The gas price could reach $300 and the oil price $150, which would double France’s foreign trade deficit, which is already largely in deficit. Systemic interventions by the French state to avoid serious social unrest will increase French sovereign debt, already at 116% of GDP at the end of 2021, in a limitless manner.
The inavoidable inflationary spiral will significantly increase interest rates, making the public debt burden unbearable. The challenge is really to square the circle between sanctions, inflation, debt and social conflict. While the Russians are likely to pay dearly for their Ukrainian madness, the collateral damage in Europe will still be painful.
TES: «Can Europe cope without Russian gas?»
P.C.: «Europe is Russia’s main customer (40% of European gas comes from Russia) and Russia its main supplier. If Europe were to impose an embargo on Russian gas, the latter would not be able to find a buyer (unlike oil, which easily sails on all the oceans of the planet) insofar as the main gas pipelines (Ukrainian Brotherhood, Belarusian Yamal and Russian/German Nord Stream 1) point exclusively towards Europe. Russia would then see its gas income reduced to nothing. In theory, this gas embargo is very effective, but is it really feasible? In other words, could Europe do without Russian gas and at what price?
The only credible substitute is called Liquefied Natural Gas. Transported on the oceans with LNG tankers, it follows the same logic as oil: to import LNG, all one needs is access to the sea, dedicated port facilities and regasification equipment.
Many European countries have LNG terminals on the Atlantic coast (Portugal, Spain, France, Belgium, Netherlands), the Baltic (Poland) and the Mediterranean (Greece, Italy, Spain). France has four terminals in Fos (2), Dunkirk and Montoir-en-Bretagne. Once regasified, the gas can then transit through the network to supply European countries without maritime access such as the Czech Republic or Slovakia, which are also the most dependent on Russian gas (85% for Slovakia and 100% for the Czech Republic, compared to only 17% for France and 10% for Spain).
Unfortunately, when we analyze the quantities, Russian gas imports into Europe represent one third of the world’s LNG production.
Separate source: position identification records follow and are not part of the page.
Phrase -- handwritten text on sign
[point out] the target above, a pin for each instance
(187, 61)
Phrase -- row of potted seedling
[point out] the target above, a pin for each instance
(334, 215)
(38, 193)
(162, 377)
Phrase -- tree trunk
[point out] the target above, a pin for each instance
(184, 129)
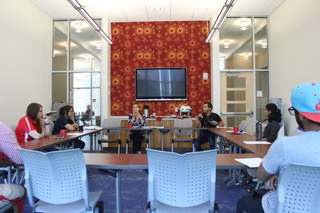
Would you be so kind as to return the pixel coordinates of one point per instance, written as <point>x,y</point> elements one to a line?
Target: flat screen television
<point>161,84</point>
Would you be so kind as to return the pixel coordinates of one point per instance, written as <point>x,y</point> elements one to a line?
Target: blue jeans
<point>206,136</point>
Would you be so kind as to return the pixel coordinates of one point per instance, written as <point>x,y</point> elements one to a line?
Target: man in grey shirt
<point>305,100</point>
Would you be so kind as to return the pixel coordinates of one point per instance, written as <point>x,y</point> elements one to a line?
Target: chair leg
<point>127,147</point>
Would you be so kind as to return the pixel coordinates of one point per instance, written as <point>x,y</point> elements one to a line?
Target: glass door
<point>85,90</point>
<point>237,98</point>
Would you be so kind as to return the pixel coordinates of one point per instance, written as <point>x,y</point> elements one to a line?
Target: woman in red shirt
<point>32,126</point>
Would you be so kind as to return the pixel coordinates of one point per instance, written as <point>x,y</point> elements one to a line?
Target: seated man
<point>207,119</point>
<point>287,150</point>
<point>8,144</point>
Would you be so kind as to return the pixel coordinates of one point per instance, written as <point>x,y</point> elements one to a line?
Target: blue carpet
<point>134,191</point>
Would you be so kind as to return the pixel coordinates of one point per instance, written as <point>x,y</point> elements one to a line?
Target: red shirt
<point>25,125</point>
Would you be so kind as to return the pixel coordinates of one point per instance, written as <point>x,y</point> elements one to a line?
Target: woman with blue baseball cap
<point>305,100</point>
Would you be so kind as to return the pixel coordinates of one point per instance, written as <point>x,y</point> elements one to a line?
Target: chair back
<point>182,123</point>
<point>281,131</point>
<point>182,180</point>
<point>57,177</point>
<point>299,189</point>
<point>243,125</point>
<point>111,122</point>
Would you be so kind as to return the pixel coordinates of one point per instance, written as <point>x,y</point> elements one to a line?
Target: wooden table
<point>51,140</point>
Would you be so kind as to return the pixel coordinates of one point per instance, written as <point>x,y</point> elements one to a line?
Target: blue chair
<point>299,189</point>
<point>59,180</point>
<point>111,122</point>
<point>182,183</point>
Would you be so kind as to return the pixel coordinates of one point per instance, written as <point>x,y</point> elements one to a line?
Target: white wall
<point>25,59</point>
<point>294,33</point>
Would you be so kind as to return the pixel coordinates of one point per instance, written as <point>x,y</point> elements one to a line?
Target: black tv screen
<point>154,84</point>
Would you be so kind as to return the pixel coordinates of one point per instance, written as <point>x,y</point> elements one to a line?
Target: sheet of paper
<point>74,133</point>
<point>256,142</point>
<point>251,162</point>
<point>92,127</point>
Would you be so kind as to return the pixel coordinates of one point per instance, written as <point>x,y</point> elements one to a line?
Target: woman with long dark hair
<point>137,120</point>
<point>65,121</point>
<point>272,123</point>
<point>33,125</point>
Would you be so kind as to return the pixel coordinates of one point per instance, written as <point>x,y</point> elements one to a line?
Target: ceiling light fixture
<point>78,27</point>
<point>264,44</point>
<point>221,17</point>
<point>244,25</point>
<point>157,4</point>
<point>77,6</point>
<point>226,44</point>
<point>98,45</point>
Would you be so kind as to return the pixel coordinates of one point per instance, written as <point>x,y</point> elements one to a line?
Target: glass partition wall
<point>244,70</point>
<point>76,66</point>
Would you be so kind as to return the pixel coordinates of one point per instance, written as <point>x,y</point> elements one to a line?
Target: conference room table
<point>52,140</point>
<point>149,129</point>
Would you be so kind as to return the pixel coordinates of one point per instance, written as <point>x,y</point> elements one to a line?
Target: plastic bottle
<point>259,130</point>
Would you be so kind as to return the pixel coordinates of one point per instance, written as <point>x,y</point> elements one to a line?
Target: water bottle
<point>259,130</point>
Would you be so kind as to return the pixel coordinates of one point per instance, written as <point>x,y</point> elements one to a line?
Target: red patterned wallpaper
<point>159,44</point>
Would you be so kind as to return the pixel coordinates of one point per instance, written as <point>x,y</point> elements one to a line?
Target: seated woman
<point>87,116</point>
<point>66,113</point>
<point>271,125</point>
<point>137,120</point>
<point>270,128</point>
<point>34,125</point>
<point>8,144</point>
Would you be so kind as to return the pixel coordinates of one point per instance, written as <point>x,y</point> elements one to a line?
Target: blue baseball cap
<point>306,99</point>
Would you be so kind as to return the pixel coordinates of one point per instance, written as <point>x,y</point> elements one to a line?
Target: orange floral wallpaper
<point>159,44</point>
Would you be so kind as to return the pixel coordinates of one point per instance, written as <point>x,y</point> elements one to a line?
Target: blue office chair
<point>299,189</point>
<point>59,180</point>
<point>182,183</point>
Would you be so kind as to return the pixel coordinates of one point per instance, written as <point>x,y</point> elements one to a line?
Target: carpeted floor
<point>134,191</point>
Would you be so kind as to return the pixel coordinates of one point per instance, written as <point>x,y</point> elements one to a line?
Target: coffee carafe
<point>146,110</point>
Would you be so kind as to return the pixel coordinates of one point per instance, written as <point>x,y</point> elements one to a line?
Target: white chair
<point>111,122</point>
<point>299,189</point>
<point>182,183</point>
<point>183,133</point>
<point>59,180</point>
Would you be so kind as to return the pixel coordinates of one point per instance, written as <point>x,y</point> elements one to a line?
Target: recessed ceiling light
<point>226,44</point>
<point>78,27</point>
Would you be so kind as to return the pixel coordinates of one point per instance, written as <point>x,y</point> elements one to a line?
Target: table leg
<point>163,132</point>
<point>91,142</point>
<point>118,191</point>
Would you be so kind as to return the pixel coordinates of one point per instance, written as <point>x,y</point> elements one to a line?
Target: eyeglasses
<point>291,111</point>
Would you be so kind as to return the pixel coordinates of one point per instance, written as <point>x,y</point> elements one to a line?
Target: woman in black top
<point>65,121</point>
<point>137,120</point>
<point>272,123</point>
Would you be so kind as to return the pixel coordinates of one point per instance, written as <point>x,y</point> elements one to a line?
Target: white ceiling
<point>143,10</point>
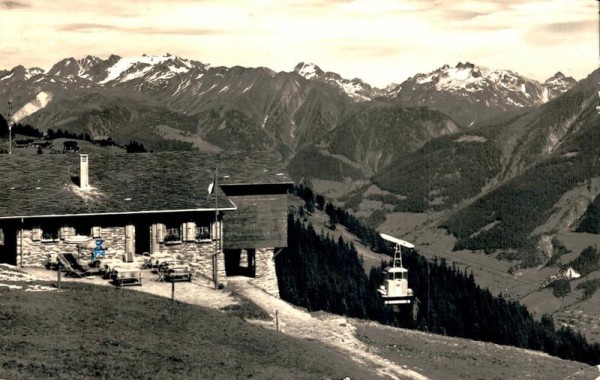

This production comes mainly from Qatar, Nigeria, Malaysia, Australia and the United States, but is mainly transported to South-East Asia (China, Japan and Korea) which consumes more than 70% of the world’s LNG production. Additional LNG imports to Europe could therefore only partially make up for the Russian import deficit, unless a trade battle between Europe and Asia were to break out, leading inexorably to stratospheric prices that we can hardly imagine.
That is a juicy situation for the Americans selling us “generously” their liquefied shale gas at high prices. Unless we accept painful energy poverty or prices that are two or three times higher, the gas embargo is therefore very difficult to implement. It is therefore not surprising that the SWIFT system has been shut down for all financial transactions except…gas.